Cemal Kaşıkçı, binada ya da başkonsolosluk konutunda
“buharlaşmış.”
Bütün bunları tek başına bir başkonsolos mu düzenleyebildi?
“Mükemmel cinayetin” gerektirdiği uzman 3 grubu özel uçaklarda
getirtip, işleri bitince o mu gönderdi?
Suudi Arabistan Adli Tıp Kurumu Başkanı’na da “Gel şu delilleri
ekibinle birlikte temizle” emrini de mi verdi?
Sen neymişsin be başkonsolos!..
.......................
Böyle bir “süper gücü olan başkonsolos” senaryolu oyunu kimse
seyretmez.
Suudi Arabistan yönetimi -eğer cinayet kanıtları ortaya
çıkarılırsa- kendini başkonsolosun düşeceği durumdan ayırmaz.
Nereye kadar gider/gidebilir, bilemiyorum, başkonsolos düşen ilk
domino taşı olur.
Sorumluluk zinciri içinde onu çok daha üst makamlarındakiler
izleyebilir.
“Domino taşları teorisinin” işleyişi böyledir.

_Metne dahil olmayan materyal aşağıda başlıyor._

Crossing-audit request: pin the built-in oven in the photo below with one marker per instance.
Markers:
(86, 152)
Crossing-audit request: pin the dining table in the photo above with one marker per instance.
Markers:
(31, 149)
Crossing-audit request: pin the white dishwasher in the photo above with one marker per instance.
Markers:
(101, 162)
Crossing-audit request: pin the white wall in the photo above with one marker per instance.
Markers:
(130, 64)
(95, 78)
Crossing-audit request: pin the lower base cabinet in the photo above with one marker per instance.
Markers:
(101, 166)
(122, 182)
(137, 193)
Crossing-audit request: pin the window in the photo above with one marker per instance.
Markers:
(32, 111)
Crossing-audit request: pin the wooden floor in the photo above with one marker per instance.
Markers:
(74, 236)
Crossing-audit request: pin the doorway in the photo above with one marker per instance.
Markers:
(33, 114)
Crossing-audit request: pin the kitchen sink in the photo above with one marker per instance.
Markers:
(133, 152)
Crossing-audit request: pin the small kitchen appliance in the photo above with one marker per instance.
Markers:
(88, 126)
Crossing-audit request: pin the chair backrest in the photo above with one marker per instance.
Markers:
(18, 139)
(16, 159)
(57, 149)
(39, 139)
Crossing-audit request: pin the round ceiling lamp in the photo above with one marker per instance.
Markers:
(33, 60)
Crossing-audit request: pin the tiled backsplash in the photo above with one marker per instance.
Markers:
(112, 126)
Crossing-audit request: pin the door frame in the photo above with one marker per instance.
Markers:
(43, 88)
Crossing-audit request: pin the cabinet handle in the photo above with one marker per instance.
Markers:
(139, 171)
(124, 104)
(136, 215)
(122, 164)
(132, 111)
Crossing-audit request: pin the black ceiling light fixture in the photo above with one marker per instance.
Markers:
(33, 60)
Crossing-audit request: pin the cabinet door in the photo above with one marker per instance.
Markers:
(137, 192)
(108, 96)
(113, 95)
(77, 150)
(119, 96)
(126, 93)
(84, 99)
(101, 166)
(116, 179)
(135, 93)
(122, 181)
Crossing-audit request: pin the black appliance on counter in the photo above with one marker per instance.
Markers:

Kralın, oğlu ve bir süredir Suudi Arabistan’ın en güçlüsü olan
veliaht Prens Muhammed bin Selman’a kadar uzanır mı?
Bunu kestirmek çok zor.
Ayrıca...
Bir hukukçu olarak sadece kuşkuları yansıttım, kanıtlara
ulaşmadıkça “kesinleşmiş suçtan” söz edemeyiz.